12 million people. That’s a huge number. Well, that’s the number of people we, Malaysians, can feed three times a day with our leftovers alone. Unfortunately, these leftovers are 16,688 tonnes of food waste we produce daily. What’s more, this amount rises by 15 to 20 per cent during the holiday seasons.
Not to mention, 3000 tonnes of this food waste in Malaysia is avoidable. We could feed up to 2.2 million people with that amount. Furthermore, food waste has the highest production of 44.5% amongst the various types of waste we produce.
This is undoubtedly a serious problem we need to address. The question, is how can we fix it?
Foremostly, the first act of action should be prevention! And it all starts with us, individuals. As a collective, we can successfully reduce the overall production of food waste in Malaysia.
Here are tips on preventing, reducing, and managing food waste.
1. Buy with intent and cook with intent
To begin with, we should be intentional when buying and cooking, but what does that mean?
To buy with intent is to make a shopping list of groceries to avoid overbuying or buying unnecessary items on impulse. A good tip is never to go grocery shopping when hungry! Everything will be more appealing when you do so, and you’re likely to buy more than necessary. What’s more, you might not even eat what you’ve purchased at the end of the day.
To cook with intent is to plan your meal. By doing so, you will have a clearer idea of what ingredients you need and how much of it. Hence, it will ensure that you use all ingredients and reduce food waste.
2. Portion control
Before an extra serving, ask yourself, ‘Can I finish this?’
After a long workday, it’s understandable that we get overexcited by the idea of dinner and that we can’t wait to satisfy our ravenous appetite. However, we should always be conscious of whether we can finish the entire serving, especially if we don’t plan on taking away the leftovers. Alternatively, the perfectly edible food will end up in landfills and produce landfill gases like methane and carbon dioxide.

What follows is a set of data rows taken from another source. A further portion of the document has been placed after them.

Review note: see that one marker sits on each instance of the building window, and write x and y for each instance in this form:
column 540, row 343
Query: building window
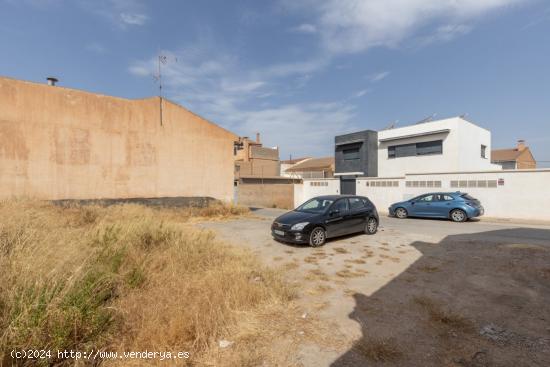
column 351, row 154
column 411, row 150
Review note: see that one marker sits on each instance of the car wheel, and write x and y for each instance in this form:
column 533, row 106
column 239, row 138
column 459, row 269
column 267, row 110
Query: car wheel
column 317, row 237
column 401, row 213
column 458, row 215
column 372, row 226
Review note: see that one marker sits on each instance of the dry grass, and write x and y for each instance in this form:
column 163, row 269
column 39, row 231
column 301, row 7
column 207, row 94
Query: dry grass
column 311, row 260
column 317, row 274
column 355, row 261
column 429, row 269
column 378, row 350
column 130, row 278
column 442, row 317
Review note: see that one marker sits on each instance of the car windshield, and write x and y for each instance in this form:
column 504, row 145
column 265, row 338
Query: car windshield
column 317, row 205
column 468, row 197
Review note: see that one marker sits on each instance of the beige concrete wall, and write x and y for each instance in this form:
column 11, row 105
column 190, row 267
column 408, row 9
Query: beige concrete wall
column 59, row 143
column 257, row 168
column 266, row 195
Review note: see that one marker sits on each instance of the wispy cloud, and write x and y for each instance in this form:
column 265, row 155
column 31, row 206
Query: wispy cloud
column 361, row 93
column 376, row 77
column 350, row 26
column 445, row 33
column 96, row 47
column 234, row 97
column 121, row 13
column 133, row 18
column 305, row 28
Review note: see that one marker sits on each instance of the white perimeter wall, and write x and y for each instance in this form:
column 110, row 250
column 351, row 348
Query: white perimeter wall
column 312, row 188
column 524, row 195
column 461, row 148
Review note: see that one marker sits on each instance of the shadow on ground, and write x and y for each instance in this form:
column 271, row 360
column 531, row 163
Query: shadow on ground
column 466, row 302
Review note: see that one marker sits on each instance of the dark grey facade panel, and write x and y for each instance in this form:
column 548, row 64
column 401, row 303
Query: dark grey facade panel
column 357, row 152
column 414, row 149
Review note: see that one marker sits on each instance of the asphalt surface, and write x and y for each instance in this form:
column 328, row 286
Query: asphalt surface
column 491, row 231
column 367, row 286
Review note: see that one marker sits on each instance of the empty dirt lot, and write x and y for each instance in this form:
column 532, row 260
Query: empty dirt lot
column 418, row 293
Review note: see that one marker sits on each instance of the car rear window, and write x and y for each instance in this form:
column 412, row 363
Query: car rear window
column 468, row 197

3. Repurpose your leftovers
Maybe you went overboard ordering a whole fried chicken for yourself, and you now have leftovers. No worries! Instead of simply reheating it, you can make a new dish.
Check your refrigerator or kitchen cabinet for other leftovers and ingredients you could use. For example, you might have leftover rice or half an onion from lunch. With these, you could whip up some delicious fried rice.
The reality is there will always be food waste in Malaysia and anywhere else, but it doesn’t mean we should let it contribute to more enormous landfills. The unavoidable food waste we produce is kitchen waste produced during the food preparation process, such as eggshells and skins of vegetables and fruits.
What we can do is compost them! There are numerous ways to compost. If you’re not sure where to start, you can check out Petaling Jaya Municipal Council’s guide to home composting.
You’d essentially want to start by separating your organic food waste into a separate bin, such as expired fruits or food residues. Then move them to your composting bin – these bins should have holes to allow humidity to escape and air circulation.
5. Share your food waste journey with your friends, family, and community
One of the most effective ways to reduce food waste is to raise further awareness and knowledge to change the public’s attitudes towards food waste. So, who better to share with than those around you?
With more awareness, individuals and eventually communities can cultivate habits that would reduce food waste and prevent high production.
Time to Start on Your Food Waste Journey
With these statistics and tips, we hope that we’ve motivated you to start your food waste journey and contribution towards the betterment of our environment.
Everyone’s food waste journey starts from home. And so, if you’re a landlord or tenant, maybe you can suggest ways to prevent food waste in your household or property.